The most amazing thing about the new documentary The Painter and the Thief is the improbable friendship at the film’s core.
Director Benjamin Ree begins his story when an artist whose career seems on the rise learns that two of her paintings have been stolen from an Oslo art gallery. Such an art theft could have been the basis for a conventional thriller, but as Ree discovered, the story took the most unexpected of turns.
Artist Barbora Kysilkova, a Czech emigre to Norway, decided to meet Karl-Bertil Nordland, one of the pair of men who stole her paintings. Nordland claimed that his brain was so fried on drugs at the time of the theft that he couldn't remember what he did with the piece he took.
Felonious behavior aside, Ree’s movie has less to do with theft and possibly even with art than with the bizarre relationship that develops between Kysilkova and Nordland.
Sporting an abundance of tattoos and looking as if he’s en route to a skinhead convention, Nordland tells Kysilkova about his eight years in prison, his crummy childhood, and his drug addiction. She paints his portrait, demanding free modeling services as an act of contrition for having stolen her paintings.

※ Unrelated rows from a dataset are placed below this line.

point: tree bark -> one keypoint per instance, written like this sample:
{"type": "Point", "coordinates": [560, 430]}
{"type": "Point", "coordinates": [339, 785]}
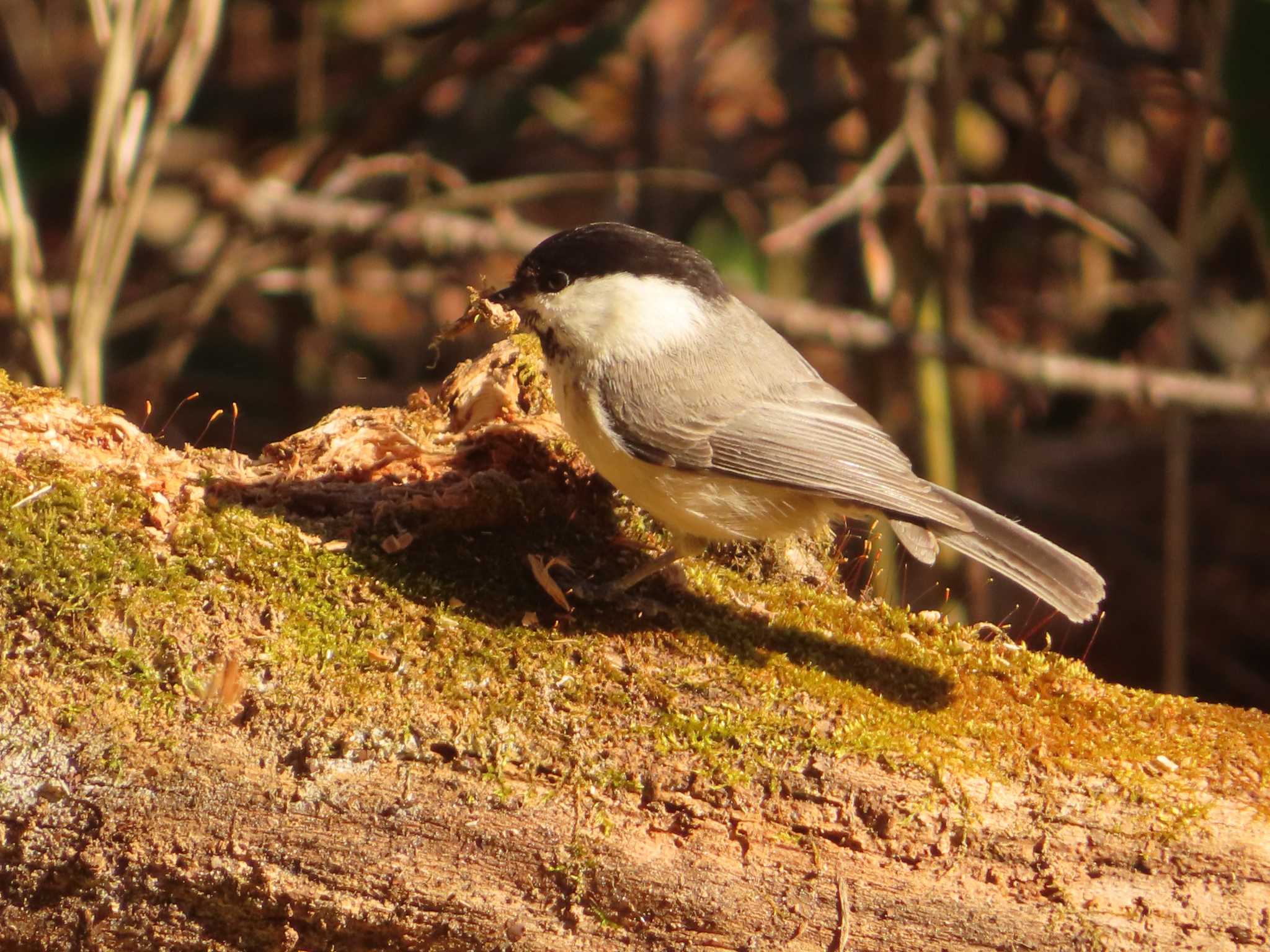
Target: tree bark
{"type": "Point", "coordinates": [234, 831]}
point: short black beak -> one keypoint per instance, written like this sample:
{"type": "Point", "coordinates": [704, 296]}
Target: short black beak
{"type": "Point", "coordinates": [507, 296]}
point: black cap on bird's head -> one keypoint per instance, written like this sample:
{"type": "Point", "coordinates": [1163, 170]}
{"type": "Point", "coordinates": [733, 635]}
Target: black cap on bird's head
{"type": "Point", "coordinates": [609, 248]}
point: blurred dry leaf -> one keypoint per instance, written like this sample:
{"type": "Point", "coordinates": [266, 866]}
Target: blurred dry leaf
{"type": "Point", "coordinates": [738, 87]}
{"type": "Point", "coordinates": [981, 141]}
{"type": "Point", "coordinates": [395, 544]}
{"type": "Point", "coordinates": [1127, 150]}
{"type": "Point", "coordinates": [1061, 99]}
{"type": "Point", "coordinates": [878, 263]}
{"type": "Point", "coordinates": [1013, 100]}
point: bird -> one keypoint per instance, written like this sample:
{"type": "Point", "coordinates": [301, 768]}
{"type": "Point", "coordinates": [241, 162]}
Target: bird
{"type": "Point", "coordinates": [696, 409]}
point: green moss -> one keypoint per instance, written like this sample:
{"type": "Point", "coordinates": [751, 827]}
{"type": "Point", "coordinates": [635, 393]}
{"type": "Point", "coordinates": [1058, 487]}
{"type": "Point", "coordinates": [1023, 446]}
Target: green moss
{"type": "Point", "coordinates": [738, 679]}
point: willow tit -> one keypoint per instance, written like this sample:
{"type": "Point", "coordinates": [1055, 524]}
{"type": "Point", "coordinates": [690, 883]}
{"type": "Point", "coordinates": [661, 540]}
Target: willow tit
{"type": "Point", "coordinates": [690, 404]}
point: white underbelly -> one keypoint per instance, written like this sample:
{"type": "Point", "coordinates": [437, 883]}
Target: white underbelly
{"type": "Point", "coordinates": [686, 501]}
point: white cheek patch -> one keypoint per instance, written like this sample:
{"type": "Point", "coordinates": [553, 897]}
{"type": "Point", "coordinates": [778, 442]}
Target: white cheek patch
{"type": "Point", "coordinates": [623, 314]}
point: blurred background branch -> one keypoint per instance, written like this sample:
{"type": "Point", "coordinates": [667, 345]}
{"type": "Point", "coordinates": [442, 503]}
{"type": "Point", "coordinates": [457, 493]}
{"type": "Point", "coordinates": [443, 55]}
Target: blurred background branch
{"type": "Point", "coordinates": [280, 205]}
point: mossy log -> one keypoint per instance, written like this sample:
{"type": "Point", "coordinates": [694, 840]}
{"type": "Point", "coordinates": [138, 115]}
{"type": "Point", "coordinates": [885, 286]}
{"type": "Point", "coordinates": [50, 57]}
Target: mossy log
{"type": "Point", "coordinates": [323, 701]}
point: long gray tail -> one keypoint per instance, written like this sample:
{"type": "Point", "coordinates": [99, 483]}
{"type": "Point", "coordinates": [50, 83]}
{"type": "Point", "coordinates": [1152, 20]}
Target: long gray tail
{"type": "Point", "coordinates": [1050, 573]}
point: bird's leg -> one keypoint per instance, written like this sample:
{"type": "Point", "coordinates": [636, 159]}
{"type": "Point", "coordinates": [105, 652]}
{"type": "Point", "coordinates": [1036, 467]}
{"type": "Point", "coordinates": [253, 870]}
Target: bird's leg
{"type": "Point", "coordinates": [683, 546]}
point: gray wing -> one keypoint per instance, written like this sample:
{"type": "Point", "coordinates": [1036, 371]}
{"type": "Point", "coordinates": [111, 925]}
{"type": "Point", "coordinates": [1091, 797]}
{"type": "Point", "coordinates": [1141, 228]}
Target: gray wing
{"type": "Point", "coordinates": [780, 423]}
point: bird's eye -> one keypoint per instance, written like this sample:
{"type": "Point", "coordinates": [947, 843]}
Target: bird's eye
{"type": "Point", "coordinates": [556, 281]}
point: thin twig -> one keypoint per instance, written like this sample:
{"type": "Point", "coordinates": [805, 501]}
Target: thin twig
{"type": "Point", "coordinates": [1021, 195]}
{"type": "Point", "coordinates": [102, 273]}
{"type": "Point", "coordinates": [533, 187]}
{"type": "Point", "coordinates": [272, 202]}
{"type": "Point", "coordinates": [1178, 425]}
{"type": "Point", "coordinates": [846, 202]}
{"type": "Point", "coordinates": [30, 293]}
{"type": "Point", "coordinates": [1153, 386]}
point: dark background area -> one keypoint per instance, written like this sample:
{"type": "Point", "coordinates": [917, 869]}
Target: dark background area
{"type": "Point", "coordinates": [347, 169]}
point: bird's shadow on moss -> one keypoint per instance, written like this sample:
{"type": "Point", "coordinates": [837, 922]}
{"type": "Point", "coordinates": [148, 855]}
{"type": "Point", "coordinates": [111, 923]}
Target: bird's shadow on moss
{"type": "Point", "coordinates": [474, 559]}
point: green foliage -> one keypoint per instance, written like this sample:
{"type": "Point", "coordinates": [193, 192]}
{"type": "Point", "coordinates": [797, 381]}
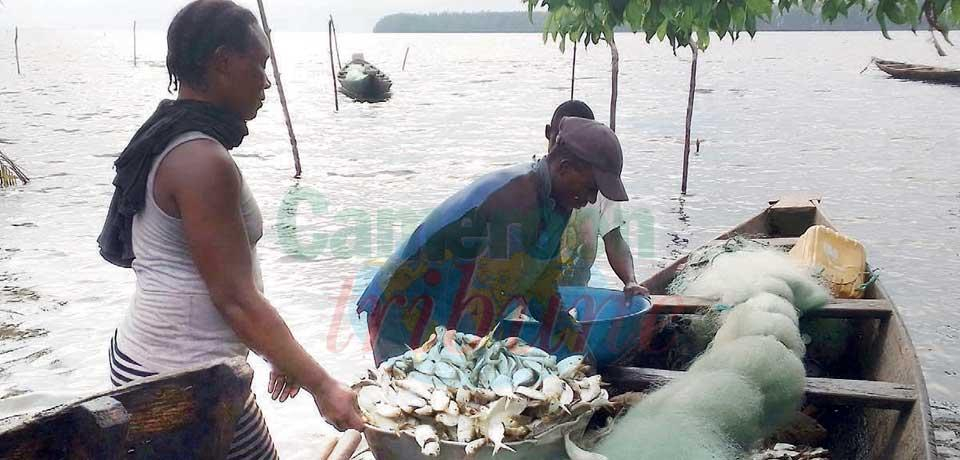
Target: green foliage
{"type": "Point", "coordinates": [682, 22]}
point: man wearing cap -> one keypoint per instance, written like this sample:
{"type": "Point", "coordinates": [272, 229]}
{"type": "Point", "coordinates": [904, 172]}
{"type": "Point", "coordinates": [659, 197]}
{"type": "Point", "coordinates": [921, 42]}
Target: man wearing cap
{"type": "Point", "coordinates": [492, 244]}
{"type": "Point", "coordinates": [601, 219]}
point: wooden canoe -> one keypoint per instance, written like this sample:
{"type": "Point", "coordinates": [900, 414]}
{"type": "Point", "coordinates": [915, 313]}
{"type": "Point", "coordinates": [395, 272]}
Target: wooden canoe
{"type": "Point", "coordinates": [186, 415]}
{"type": "Point", "coordinates": [919, 72]}
{"type": "Point", "coordinates": [363, 82]}
{"type": "Point", "coordinates": [886, 410]}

About three-quarters of the way through, Nordland suffers a serious injury in an automobile accident and is sentenced to more prison time. Kysilkova helps Nordland with his rehab, and in his second stint in prison, Nordland begins to reform himself.
By this time, we've also met Kysilkova's husband, a guy who not surprisingly wonders why his wife insists on sustaining this relationship. His questions lead the couple into therapy. We also learn some telling details about Kysilkova's pre-Oslo life, which involved a terribly abusive relationship.
I can't say that I related to Kysilkova's art. One of the stolen paintings is called Swan Song; it depicts a dead swan — limp, and, of course, lifeless. Kysilkova's work puts a high-sheen gloss on morbidity. I also never quite bought the suggestion that we're watching an irresistible attraction between two damaged souls, each of them drawn to dark impulses.
If you're looking for an arc of character development, it might go something like this: By the end of the film, Nordland seems to be on an uptick while Kysilkova might be treading water.
I had a strange, fractured reaction to The Painter and the Thief. I was fascinated by the film at the same time as it left me with a sense of dissatisfaction, a suspicion that despite the movie’s intimacy, the story might have benefited from a bit more perspective.
Ree’s film pulls us into the lives of characters who live in ways that never totally compute. As far as Kysilkova is concerned, it's not clear how much she understands about herself or even wants to.
Whether this is the stance of a person who’s unwilling to explore her motivations or the insistence of an artist who doesn’t wish to get in the way of her aesthetic impulses is anyone’s guess, and you'll have to decide for yourself.